Aber auch im Kleinen zeigt sich ganz klar der Bewusstseinswandel. Oder hätten Sie sich vor 20 Jahren vorstellen können, dass sich immer mehr Menschen direkt an Unternehmensgründungen außerhalb von Börsen mit beteiligen, auch wenn sie selbst nicht für das Startup arbeiten werden? Solche Investments sind aus Ihrer Sicht sinnvoll und versprechen Aussicht auf Erfolg, auch weil man an seinem Investment „nah dran ist“ und sich damit gut identifizieren kann.

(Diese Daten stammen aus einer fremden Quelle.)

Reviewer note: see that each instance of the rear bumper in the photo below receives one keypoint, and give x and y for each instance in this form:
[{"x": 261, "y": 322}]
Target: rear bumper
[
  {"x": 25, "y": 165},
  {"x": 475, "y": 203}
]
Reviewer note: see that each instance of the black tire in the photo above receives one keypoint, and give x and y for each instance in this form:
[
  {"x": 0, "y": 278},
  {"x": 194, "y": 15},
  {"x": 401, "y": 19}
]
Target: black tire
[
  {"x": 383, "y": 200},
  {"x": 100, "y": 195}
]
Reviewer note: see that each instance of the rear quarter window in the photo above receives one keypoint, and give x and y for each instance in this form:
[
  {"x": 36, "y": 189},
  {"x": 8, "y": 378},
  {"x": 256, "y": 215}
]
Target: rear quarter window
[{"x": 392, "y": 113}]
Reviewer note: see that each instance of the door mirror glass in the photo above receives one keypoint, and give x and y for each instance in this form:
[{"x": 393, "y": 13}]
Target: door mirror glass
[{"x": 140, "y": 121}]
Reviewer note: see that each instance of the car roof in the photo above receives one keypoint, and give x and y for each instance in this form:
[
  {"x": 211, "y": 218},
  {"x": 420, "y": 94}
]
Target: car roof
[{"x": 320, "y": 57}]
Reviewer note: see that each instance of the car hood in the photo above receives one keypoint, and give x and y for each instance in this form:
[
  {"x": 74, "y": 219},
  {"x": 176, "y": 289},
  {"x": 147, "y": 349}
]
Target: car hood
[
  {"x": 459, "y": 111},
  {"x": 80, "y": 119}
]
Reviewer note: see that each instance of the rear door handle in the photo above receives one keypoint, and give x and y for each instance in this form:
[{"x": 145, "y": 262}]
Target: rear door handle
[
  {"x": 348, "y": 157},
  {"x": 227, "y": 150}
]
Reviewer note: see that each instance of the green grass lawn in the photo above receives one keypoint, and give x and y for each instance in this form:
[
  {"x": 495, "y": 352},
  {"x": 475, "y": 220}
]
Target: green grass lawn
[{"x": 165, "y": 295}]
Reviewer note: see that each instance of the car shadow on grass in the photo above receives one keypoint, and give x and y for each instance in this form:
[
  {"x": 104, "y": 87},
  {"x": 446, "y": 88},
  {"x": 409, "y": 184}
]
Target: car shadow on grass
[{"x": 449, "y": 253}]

Was heißt das für die Produktanbieter? Die Anlagemöglichkeiten müssen mehr Raum für Emotionalität lassen und dem Anleger eine höhere Identifikation ermöglichen. Das bestätigt die Tatsache, die sich in Gesprächen mit vielen Familien mittelständischer Unternehmen ergeben hat: Diese sind immer weniger bereit, Ihr Kapital langfristig Institutionen ohne eigene Mitwirkungsmöglichkeit zur Verfügung zu stellen, selbst wenn die bislang versprochenen guten Renditen auch in der Vergangenheit erzielt wurden.

ALLISTRO CAPITAL ist diese Denkweise der Anleger bekannt und bietet seinen Gesellschaftern daher unterschiedliche Grade der Mitwirkung an!

3 Gedanken zu „Emotionen in der Kapitalanlage. Was hat sich in den letzten Jahren geändert?

  1. Lieber Herr Dr. Neukirchen,

    den Werdegang der Kapitalanlagen haben Sie super reflektiert. Ich kann Ihre Eindrücke nur bestätigen! Insbesondere die Emotion ist auch für mich ein ganz entscheidendes Kriterium.

    Herzliche Grüße
    Ihre Ulrike Fischer

  2. Lieber Dirk,

    vielen Dank für deinen Artikel.
    Ich bin gespannt, wie sich die Entwicklung in diesem Bereich fortsetzt.
    österliche Grüße von Heike

  3. Lieber Dirk,

    ich danke Dir für Deinen Artikel. Emotion steigt sicherlich auch mit der Alternativlosigkeit und der Komplexität. Spannend finde ich auch den Einfluss der Demografie auf das niedrige Zinsniveau.